Drive to the Championship
Nicholas Edwards

NO. 1 EWU VS. NO. 5 DELAWARE

What: Football Championship Subdivision National Championship
When:
Friday, Jan. 7, 4:05 pm
Where:
Pizza Hut Park, Frisco, Texas. TV/Radio: ESPN2/ESPN 700 AM.
Records:
Both teams are 12-2
Keys to game:
Both teams run and throw the ball well. Eastern’s defensive statistics suffer from playing in the wide-open, pass-happy Big Sky Conference, but they also have a knack for making big stops at key times. The Blue Hens lead the FCS with just 11.5 points allowed per game.

A famous philosopher — it was probably Socrates or Vince Lombardi — maintained that it was better to be lucky than good. Nicholas Edwards and the Eastern Washington University football team are taking no chances. They’ve decided it is best to be lucky and good (with help from some clutch performances).

Edwards, a sophomore wide receiver from Tacoma, has played a major role in leading Eastern to Friday’s national championship game.

Relatively quiet during the 11-game regular season (31 catches for 337 yards and two touchdowns), he has led the Eagles in three playoff games with 20 receptions for 203 yards and four touchdowns.

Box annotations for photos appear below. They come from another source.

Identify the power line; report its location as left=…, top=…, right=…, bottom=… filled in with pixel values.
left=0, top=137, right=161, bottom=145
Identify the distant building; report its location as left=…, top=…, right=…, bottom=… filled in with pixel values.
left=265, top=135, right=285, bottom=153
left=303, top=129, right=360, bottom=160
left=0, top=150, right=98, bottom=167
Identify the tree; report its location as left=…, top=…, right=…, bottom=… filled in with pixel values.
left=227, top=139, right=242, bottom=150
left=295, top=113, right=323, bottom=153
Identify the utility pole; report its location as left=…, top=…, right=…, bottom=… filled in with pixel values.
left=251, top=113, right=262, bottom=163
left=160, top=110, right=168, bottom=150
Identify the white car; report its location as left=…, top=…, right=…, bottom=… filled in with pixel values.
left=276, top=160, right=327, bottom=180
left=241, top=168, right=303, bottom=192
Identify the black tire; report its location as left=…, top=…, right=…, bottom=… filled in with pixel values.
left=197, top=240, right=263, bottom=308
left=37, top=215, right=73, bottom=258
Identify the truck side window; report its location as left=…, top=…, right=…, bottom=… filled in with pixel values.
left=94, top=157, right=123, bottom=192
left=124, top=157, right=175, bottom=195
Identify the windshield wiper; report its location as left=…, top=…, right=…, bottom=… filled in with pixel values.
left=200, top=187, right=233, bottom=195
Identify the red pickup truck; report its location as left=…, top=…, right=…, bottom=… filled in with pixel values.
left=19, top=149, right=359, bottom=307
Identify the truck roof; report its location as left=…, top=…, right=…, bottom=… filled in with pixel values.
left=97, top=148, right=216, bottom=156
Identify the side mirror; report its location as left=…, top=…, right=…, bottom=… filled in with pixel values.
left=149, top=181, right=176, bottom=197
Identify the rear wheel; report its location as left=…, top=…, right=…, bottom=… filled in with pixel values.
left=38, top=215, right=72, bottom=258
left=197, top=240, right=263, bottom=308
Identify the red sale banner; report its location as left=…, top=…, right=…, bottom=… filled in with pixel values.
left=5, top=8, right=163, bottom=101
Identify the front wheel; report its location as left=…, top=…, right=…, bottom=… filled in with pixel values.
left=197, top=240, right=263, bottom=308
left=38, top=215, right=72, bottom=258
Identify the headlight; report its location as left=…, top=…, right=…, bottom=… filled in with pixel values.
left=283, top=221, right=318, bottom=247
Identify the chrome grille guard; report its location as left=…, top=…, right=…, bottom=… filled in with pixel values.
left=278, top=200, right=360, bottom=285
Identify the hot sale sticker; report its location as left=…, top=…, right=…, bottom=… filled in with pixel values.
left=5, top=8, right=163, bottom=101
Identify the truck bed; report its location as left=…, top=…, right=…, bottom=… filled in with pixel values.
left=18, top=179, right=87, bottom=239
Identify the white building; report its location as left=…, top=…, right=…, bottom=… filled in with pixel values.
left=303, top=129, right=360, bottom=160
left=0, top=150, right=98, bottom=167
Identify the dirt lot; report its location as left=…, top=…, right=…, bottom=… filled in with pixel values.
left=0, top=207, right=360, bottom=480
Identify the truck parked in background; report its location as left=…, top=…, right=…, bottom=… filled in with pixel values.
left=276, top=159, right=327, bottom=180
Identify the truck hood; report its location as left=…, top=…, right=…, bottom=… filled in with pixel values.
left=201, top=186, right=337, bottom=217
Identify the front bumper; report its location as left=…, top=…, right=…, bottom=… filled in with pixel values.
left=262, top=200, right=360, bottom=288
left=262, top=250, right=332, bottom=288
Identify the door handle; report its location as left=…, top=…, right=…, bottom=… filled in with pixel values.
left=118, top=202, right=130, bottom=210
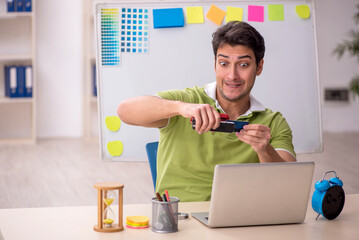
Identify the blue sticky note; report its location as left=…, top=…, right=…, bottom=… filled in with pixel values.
left=153, top=8, right=184, bottom=28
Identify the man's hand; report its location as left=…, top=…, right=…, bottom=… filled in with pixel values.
left=179, top=103, right=221, bottom=134
left=236, top=124, right=297, bottom=163
left=236, top=124, right=271, bottom=154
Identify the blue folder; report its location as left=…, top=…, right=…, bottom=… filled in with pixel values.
left=16, top=66, right=26, bottom=97
left=5, top=66, right=18, bottom=98
left=25, top=0, right=32, bottom=12
left=7, top=0, right=15, bottom=12
left=24, top=66, right=33, bottom=97
left=15, top=0, right=25, bottom=12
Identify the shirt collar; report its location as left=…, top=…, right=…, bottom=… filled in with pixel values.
left=204, top=82, right=265, bottom=117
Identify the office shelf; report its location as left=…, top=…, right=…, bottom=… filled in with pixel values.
left=83, top=0, right=99, bottom=140
left=0, top=0, right=36, bottom=144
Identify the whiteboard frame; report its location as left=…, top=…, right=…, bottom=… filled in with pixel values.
left=93, top=0, right=323, bottom=161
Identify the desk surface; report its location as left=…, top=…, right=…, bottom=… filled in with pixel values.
left=0, top=194, right=359, bottom=240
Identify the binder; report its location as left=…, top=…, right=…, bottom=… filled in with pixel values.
left=25, top=66, right=32, bottom=98
left=6, top=0, right=16, bottom=12
left=92, top=64, right=97, bottom=97
left=5, top=66, right=18, bottom=98
left=16, top=66, right=26, bottom=97
left=15, top=0, right=25, bottom=12
left=25, top=0, right=32, bottom=12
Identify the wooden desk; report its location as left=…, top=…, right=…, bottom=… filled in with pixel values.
left=0, top=194, right=359, bottom=240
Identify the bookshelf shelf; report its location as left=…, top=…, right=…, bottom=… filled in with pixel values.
left=0, top=54, right=33, bottom=62
left=0, top=97, right=34, bottom=104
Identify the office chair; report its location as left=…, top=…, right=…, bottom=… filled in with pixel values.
left=146, top=142, right=158, bottom=190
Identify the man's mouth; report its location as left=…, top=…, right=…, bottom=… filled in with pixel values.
left=226, top=83, right=242, bottom=88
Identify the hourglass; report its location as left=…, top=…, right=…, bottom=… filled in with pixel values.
left=94, top=182, right=123, bottom=232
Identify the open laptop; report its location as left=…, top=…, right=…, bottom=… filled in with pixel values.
left=191, top=162, right=314, bottom=227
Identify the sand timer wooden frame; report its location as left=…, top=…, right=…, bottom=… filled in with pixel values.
left=93, top=182, right=123, bottom=232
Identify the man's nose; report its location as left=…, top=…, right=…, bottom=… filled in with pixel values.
left=227, top=66, right=239, bottom=80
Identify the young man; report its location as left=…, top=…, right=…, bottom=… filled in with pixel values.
left=117, top=22, right=296, bottom=201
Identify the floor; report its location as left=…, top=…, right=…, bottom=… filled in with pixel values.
left=0, top=132, right=359, bottom=208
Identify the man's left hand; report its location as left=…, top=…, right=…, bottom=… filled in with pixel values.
left=236, top=124, right=271, bottom=153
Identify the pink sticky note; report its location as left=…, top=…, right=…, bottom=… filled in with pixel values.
left=248, top=5, right=264, bottom=22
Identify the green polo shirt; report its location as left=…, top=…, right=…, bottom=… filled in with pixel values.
left=156, top=83, right=295, bottom=202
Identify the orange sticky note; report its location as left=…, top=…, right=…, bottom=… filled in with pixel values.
left=186, top=7, right=204, bottom=24
left=206, top=4, right=226, bottom=26
left=226, top=7, right=243, bottom=23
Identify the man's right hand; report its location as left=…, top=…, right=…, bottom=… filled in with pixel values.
left=179, top=103, right=221, bottom=134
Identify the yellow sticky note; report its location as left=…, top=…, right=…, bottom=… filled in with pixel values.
left=295, top=5, right=310, bottom=19
left=206, top=4, right=226, bottom=26
left=105, top=116, right=121, bottom=132
left=226, top=7, right=243, bottom=23
left=186, top=7, right=204, bottom=24
left=268, top=4, right=284, bottom=21
left=107, top=141, right=123, bottom=156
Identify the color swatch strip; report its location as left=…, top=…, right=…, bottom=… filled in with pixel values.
left=121, top=8, right=149, bottom=53
left=101, top=8, right=120, bottom=66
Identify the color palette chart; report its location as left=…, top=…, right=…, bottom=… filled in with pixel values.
left=101, top=8, right=120, bottom=66
left=121, top=8, right=149, bottom=53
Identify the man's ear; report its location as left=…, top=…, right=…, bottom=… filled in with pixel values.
left=256, top=58, right=264, bottom=76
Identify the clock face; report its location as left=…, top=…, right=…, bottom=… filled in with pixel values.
left=322, top=186, right=345, bottom=220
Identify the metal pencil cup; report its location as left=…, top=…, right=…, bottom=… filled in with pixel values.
left=152, top=197, right=179, bottom=233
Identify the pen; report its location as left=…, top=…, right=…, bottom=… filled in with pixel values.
left=165, top=189, right=171, bottom=202
left=156, top=192, right=163, bottom=202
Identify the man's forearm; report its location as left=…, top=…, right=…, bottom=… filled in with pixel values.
left=117, top=96, right=180, bottom=127
left=257, top=144, right=296, bottom=163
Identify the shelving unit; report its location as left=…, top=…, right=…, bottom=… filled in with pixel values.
left=82, top=0, right=98, bottom=140
left=0, top=0, right=36, bottom=144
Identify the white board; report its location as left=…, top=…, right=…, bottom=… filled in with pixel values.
left=95, top=1, right=322, bottom=161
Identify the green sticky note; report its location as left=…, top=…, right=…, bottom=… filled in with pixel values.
left=295, top=5, right=310, bottom=19
left=105, top=116, right=121, bottom=132
left=226, top=7, right=243, bottom=23
left=107, top=141, right=123, bottom=156
left=186, top=7, right=204, bottom=24
left=268, top=4, right=284, bottom=21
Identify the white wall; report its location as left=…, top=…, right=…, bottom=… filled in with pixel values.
left=36, top=0, right=359, bottom=138
left=316, top=0, right=359, bottom=132
left=36, top=0, right=83, bottom=138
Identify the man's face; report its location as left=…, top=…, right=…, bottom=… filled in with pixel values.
left=215, top=44, right=263, bottom=102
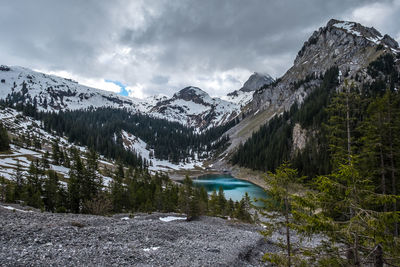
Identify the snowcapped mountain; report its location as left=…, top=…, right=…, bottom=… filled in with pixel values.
left=0, top=66, right=273, bottom=130
left=220, top=19, right=400, bottom=161
left=0, top=66, right=145, bottom=111
left=222, top=72, right=274, bottom=107
left=150, top=86, right=240, bottom=129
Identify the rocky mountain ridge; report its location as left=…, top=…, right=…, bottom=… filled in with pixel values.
left=0, top=66, right=268, bottom=130
left=221, top=19, right=400, bottom=161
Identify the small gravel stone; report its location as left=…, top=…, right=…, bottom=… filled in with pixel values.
left=0, top=203, right=276, bottom=266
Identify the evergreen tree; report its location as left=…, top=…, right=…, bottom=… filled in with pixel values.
left=43, top=170, right=60, bottom=212
left=0, top=122, right=10, bottom=152
left=111, top=163, right=125, bottom=212
left=23, top=160, right=43, bottom=208
left=14, top=159, right=25, bottom=200
left=261, top=163, right=299, bottom=266
left=68, top=149, right=86, bottom=213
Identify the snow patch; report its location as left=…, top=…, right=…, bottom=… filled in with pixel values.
left=160, top=216, right=187, bottom=222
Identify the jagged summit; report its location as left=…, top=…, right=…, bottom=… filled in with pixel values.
left=326, top=19, right=399, bottom=49
left=173, top=86, right=210, bottom=101
left=240, top=72, right=274, bottom=92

Edwards tied a career high with eight catches in Eastern’s playoff opener and, in the quarterfinal, set up the game-tying extra-point kick by catching a touchdown pass with 23 seconds left in the game. Then he posted career highs of nine catches and 82 receiving yards (with two touchdowns) in last week’s semifinal.

“He’s just coming into his own, he really knows what he’s doing out there,” quarterback Bo Levi Mitchell says. “He works harder than I do. It’s hard to say as a quarterback, but he does.”

Edwards is big (6-foot-3, 200 pounds) and fast (4.57 seconds on grass in the 40-yard dash), but he received no football scholarship offers after starring on weak teams at Foss High School. He was headed to Santa Rosa (Calif.) Junior College when Eastern made him a last-minute walk-on offer.

“He’s absolutely exceeded, obviously, any level that people thought he would be coming out of high school,” Eastern coach Beau Baldwin says. “That’s a credit to his work ethic.”

Edwards, an affable young man who recently became engaged to high school sweetheart Macca Diaz, says he has always prided himself on hard work. He became even more determined, however, when no schools offered him a scholarship.

“I knew I was an elite receiver … I knew I should have earned a scholarship out of high school, but I didn’t,” said Edwards, who eventually earned one from Eastern. “It made me hungry to get a scholarship.”

Edwards credits his work ethic and unselfish attitude to his family life in the rugged Hilltop section of Tacoma. A devout Christian, Edwards plans to coach high school football or help youth in some other manner once he’s done playing.

“I see what type of people that come out (of the Hilltop),” Edwards says. “I didn’t want to be that. I wanted to be somebody.”